Pour sa part, la Croix-Rouge a maintenu ses activités d’auxiliaire aux services publics. Selon l’une des personnes interrogées, la Croix-Rouge a été impliquée dans l’offre de services consulaire au début de la crise pour aider les affaires étrangères puis a été présente dans les aéroports en plus de fournir des sites de quarantaine à Trenton et Cornwall par exemple pour les voyageurs revenant de l’étranger. Plus de 3000 personnes ont été aidées pendant leurs périodes d’isolement, 200 communautés autochtones ont reçu de l’aide d’un bureau spécial et trois hôpitaux de campagne ont été déployés en septembre 2020 (Canadian Red Cross Citation2020). Comme pour d’autres ONG, l’organisation a réalisé des « appels de courtoisie » aux gens vulnérables à travers le pays, a livré des paniers de nourriture, et fourni du support psychosocial (Canadian Red Cross Citation2020). Le rôle le plus central de l’organisation a été l’appui à des centres d’hébergements et de soins de longue durée en Ontario et au Québec (Alalouf-Hall et al. Citation2020). Au Québec seulement, ce sont 110 résidences qui ont été supportées en début de pandémie notamment en matière de prévention et contrôle des infections grâce au déploiement de plus de 900 personnes (Canadian Red Cross Citation2020). Selon un gestionnaire rencontré, avant même la COVID-19, la Croix-Rouge canadienne renégociait son statut d’auxiliaire de pouvoir public en raison du fait qu’elle répondait de plus en plus à des crises de grande ampleur et qu’il n’existait pas de protection civile sauf la défense nationale sans compter les relations parfois difficiles entre les juridictions provinciales et fédérales. Ainsi, pour garantir la force humanitaire au fil du temps, on a lancé une initiative de réserve humanitaire en octobre 2020 (Alalouf-Hall et al. Citation2020).

À l’international, les partenaires locaux des ONG canadiennes ont continué leurs activités à distance quand il le fallait. Par exemple, une ONG a dit que « les relais communautaires existaient déjà et été situés dans les villages pour continuer les projets. Ce sont eux qui ont pris le « lead ». Les partenaires locaux au bureau pays ont utilisé WhatsApp et le téléphone pour les coacher à distance. » (E2)

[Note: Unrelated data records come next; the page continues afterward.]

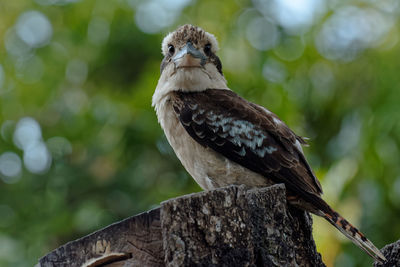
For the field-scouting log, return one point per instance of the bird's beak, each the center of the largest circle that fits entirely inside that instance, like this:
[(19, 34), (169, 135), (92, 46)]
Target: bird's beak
[(189, 57)]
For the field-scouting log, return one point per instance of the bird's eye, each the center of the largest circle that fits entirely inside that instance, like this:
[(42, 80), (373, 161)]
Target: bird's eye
[(207, 49), (171, 49)]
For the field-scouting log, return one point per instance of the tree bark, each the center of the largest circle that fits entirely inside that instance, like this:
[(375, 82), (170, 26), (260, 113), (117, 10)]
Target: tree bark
[(230, 226), (392, 254)]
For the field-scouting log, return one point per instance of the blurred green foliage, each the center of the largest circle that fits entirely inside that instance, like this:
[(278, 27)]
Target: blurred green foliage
[(80, 146)]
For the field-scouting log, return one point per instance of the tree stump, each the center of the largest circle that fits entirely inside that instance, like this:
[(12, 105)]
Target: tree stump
[(230, 226)]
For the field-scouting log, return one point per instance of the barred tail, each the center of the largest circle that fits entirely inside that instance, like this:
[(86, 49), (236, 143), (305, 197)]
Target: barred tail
[(354, 235)]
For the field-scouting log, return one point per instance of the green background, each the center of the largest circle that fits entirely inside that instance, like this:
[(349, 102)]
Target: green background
[(80, 146)]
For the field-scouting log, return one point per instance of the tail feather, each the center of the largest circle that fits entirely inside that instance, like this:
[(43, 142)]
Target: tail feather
[(354, 235)]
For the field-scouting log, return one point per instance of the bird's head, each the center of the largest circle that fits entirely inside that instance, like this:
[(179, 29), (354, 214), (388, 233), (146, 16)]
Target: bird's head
[(190, 62)]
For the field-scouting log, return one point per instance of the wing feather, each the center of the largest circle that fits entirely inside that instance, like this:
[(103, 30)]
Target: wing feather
[(247, 134)]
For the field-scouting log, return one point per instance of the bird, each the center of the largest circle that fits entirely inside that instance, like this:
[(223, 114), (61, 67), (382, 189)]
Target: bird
[(222, 139)]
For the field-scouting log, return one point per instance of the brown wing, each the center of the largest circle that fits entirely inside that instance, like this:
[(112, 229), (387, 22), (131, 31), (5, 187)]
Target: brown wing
[(249, 135)]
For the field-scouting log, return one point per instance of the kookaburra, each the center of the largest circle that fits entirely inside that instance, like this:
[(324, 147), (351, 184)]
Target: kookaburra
[(222, 139)]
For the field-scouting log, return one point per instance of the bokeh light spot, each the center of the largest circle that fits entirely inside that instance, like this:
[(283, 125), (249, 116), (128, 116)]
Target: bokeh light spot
[(27, 133), (37, 158), (34, 29)]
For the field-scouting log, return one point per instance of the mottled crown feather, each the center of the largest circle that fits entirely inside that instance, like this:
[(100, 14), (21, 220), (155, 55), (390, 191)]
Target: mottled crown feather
[(188, 32)]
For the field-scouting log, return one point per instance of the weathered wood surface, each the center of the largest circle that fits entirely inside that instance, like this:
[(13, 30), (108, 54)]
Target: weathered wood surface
[(231, 226), (131, 242), (392, 254)]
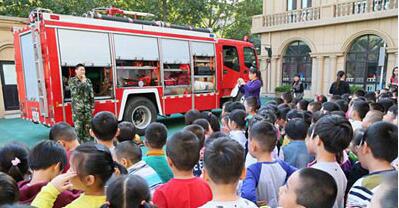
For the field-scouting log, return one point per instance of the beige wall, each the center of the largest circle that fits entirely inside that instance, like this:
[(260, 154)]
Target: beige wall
[(328, 43), (7, 47)]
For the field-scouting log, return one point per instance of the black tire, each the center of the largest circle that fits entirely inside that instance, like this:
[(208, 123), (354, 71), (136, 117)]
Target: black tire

Dans certains cas, les fonds ont été redirigés vers les besoins essentiels. Les distributions alimentaires déjà sporadiques dans certaines zones comme le nord du Nigéria ont été arrêtées pendant les premiers temps de la pandémie. Comme il restait un peu de fonds sur un autre projet d’une ONG, ceux-ci ont été redirigés vers l’acheminement de nourriture pour cette zone. Comme mentionné par un acteur rencontré, ce n’était pas la peur de la propagation de la COVID-19 qui primait dans cette zone, mais plutôt celle de la famine. Toutes ces adaptations ont évidemment été réalisées grâce à un apprentissage continu dont il serait question ci-après.

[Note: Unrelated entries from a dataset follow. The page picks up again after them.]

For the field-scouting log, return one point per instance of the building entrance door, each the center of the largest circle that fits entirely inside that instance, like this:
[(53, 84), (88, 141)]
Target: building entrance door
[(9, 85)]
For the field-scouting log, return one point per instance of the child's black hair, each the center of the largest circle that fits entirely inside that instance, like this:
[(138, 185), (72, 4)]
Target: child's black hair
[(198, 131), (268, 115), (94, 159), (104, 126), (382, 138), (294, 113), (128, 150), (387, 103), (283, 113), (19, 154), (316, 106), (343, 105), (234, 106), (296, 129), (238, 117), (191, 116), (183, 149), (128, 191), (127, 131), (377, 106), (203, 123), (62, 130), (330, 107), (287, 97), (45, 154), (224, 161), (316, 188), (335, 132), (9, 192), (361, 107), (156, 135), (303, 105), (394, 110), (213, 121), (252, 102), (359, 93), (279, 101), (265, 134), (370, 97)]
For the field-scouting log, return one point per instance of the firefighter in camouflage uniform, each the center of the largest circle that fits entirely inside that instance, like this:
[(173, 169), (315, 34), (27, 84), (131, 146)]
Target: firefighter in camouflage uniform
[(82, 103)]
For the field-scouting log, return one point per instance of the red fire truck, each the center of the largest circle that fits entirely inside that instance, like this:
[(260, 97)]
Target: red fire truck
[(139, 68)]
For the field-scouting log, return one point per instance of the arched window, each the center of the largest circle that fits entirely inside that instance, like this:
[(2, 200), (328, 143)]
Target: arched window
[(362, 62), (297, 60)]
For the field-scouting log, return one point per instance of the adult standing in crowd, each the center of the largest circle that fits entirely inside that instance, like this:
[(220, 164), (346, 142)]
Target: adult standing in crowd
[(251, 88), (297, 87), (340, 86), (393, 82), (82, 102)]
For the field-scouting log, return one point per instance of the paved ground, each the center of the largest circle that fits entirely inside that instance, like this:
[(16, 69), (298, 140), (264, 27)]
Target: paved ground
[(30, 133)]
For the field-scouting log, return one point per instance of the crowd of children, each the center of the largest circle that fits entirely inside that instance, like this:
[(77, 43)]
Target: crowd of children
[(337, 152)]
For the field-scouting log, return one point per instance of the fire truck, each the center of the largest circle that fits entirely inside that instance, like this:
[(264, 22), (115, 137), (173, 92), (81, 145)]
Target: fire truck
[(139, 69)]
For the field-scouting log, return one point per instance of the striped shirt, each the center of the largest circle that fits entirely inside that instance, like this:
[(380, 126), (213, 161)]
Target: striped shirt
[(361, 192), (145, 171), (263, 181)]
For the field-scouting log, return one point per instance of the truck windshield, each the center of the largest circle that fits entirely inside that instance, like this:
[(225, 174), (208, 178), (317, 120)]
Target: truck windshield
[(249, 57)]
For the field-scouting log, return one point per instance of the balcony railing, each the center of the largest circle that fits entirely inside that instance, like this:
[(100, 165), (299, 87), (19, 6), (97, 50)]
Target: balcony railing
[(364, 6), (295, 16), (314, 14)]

Troisième constat: Capacité d’apprentissage constamment mise à contribution

L’apprentissage réfère aux leçons apprises pour améliorer continuellement les façons de faire, donc cela revient à tirer des leçons des deux capacités précédentes. L’une des premières leçons apprises par deux ONG rencontrées (E1, E3) est d’adopter une gestion agile, c’est-à-dire de ne pas avoir un plan fixe et y aller un mois à la fois avec une réévaluation constante de la situation. Le fait d’avoir une organisation moins bureaucratique et la flexibilité permettent une réponse plus rapide selon deux ONG. Pour l’une d’entre elles,

« Tout a fini par être plus normal que nous pensions que ça le serait. Nous sommes plus flexibles que nous le pensions. Nous venions de commencer une transition vers le “cloud”, vers Teams et tout ça, mais on a appris beaucoup plus rapidement par la force des choses. » (E2)

Une autre gestionnaire a mentionné qu’elle a été émue par son équipe et que l’approche flexible et l’agilité sont essentielles pour combler les lacunes et le manque de procédures. Pour cette même personne, à l’international, « il a été important de ne pas s’éparpiller et d’attendre que les gouvernements sortent les plans de réponse pour aller là où il y avait réellement des besoins » (E3). Le gestionnaire d’une autre ONG a aussi affirmé l’importance de prioriser les besoins en plus de la nécessité d’appuyer le savoir-faire local. Trois organisations (E3, E4, E5) ont déclaré avoir adopté une approche de « non-regret » dans la prise de décisions, c’est-à-dire que les décisions étaient prises selon le contexte spécifique au moment de prendre ces décisions. Par la suite, dès que possible, ces décisions étaient analysées pour en tirer des leçons.

La deuxième leçon qui ressort des entretiens est de fournir de bonnes conditions au personnel. Par exemple, une organisation (E1) a réalisé un sondage auprès de son personnel trois mois après le début de la crise et cela s’est avéré très positif pour tâter le pouls de l’équipe. Plusieurs organisations ont développé des réunions hebdomadaires seulement pour éviter la « fatigue Zoom » et ont priorisé des appels téléphoniques quotidiens de la part de gestionnaires pour appuyer les effectifs. D’autres organisations ont organisé des activités ludiques comme une séance de jeux en ligne par semaine ou un groupe de partage de vidéos drôles et de chansons pour briser l’isolement et maintenir l’esprit d’équipe.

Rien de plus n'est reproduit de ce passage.